DISENTANGLING THE GALACTIC AND INTERGALACTIC COMPONENTS IN 313 OBSERVED LYMAN-ALPHA LINE PROFILES BETWEEN REDSHIFT 0 AND 5

Lyman-Alpha (Lyα) photons emitted in star-forming galaxies undergo complex radiative transfer through the interstellar (ISM), circumgalactic (CGM), and intergalactic medium (IGM), imprinting characteristic sig-natures on their observed line profiles. We use the open-source package zELDA (redshift Estimator for Line profiles of Distant Lyman-Alpha emitters) to disentangle the galactic and intergalactic contributions in 313 Lyα spectra observed with HST/COS and MUSE, spanning 0 < z < 6. zELDA employs artificial neural net-works trained on mock Lyα spectra generated with Monte Carlo radiative transfer through thin-shell models and IGM transmission curves from the TNG100 simulation.
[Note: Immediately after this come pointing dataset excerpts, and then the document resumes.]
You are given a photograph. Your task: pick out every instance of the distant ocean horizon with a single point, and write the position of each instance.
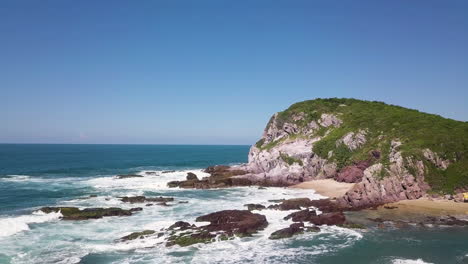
(83, 175)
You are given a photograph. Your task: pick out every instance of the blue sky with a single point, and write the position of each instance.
(213, 72)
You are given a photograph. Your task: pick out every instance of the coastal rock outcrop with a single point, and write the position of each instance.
(222, 224)
(390, 152)
(74, 213)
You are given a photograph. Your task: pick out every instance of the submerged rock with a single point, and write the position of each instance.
(252, 207)
(301, 216)
(293, 229)
(220, 177)
(136, 235)
(180, 225)
(335, 218)
(128, 176)
(238, 222)
(223, 224)
(143, 199)
(74, 213)
(192, 176)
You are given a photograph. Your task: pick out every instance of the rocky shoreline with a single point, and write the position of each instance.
(303, 214)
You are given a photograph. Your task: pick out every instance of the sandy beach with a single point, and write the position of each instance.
(327, 187)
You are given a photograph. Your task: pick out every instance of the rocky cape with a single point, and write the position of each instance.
(391, 153)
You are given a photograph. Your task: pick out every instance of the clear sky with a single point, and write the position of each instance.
(213, 72)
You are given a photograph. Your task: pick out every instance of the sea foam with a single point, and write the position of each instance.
(13, 225)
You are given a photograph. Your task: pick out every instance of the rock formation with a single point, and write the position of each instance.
(391, 153)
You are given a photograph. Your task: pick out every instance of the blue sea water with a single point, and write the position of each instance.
(32, 176)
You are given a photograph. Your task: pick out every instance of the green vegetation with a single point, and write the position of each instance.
(290, 160)
(384, 123)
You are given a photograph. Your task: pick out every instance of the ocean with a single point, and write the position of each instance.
(36, 175)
We find that sources at z < 0.5 exhibit minimal IGM attenuation, whereas at z > 3 the IGM significantly suppresses the blue peak of Lyα. After correcting for IGM effects, the stacked intrinsic galactic Lyα line profiles display remarkably little evolution from z = 0 to z = 6. We measure the mean IGM Lyα escape fraction, finding ⟨ fesc4Å ⟩ > 90% for z < 0.5, decreasing from ∼ 0.85 at z = 3 to ∼ 0.55 at z = 5. Our measurement of the redshift evolution of the Lyα IGM escape fraction agrees with independent constraints on the IGM mean optical depth. After a comparison between our ⟨ fesc4Å ⟩ estimation and the global Lyα escape fraction from the literature, our findings indicate that the IGM might dominate Lyα observability at redshift z≳5.0, after which ISM and CGM effects tend to dominate at lower z. Our results demonstrate that zELDA enables robust reconstruction of intrinsic Lyα spectra and provides a direct probe of the interplay between galactic outflows and IGM transmission across cosmic time.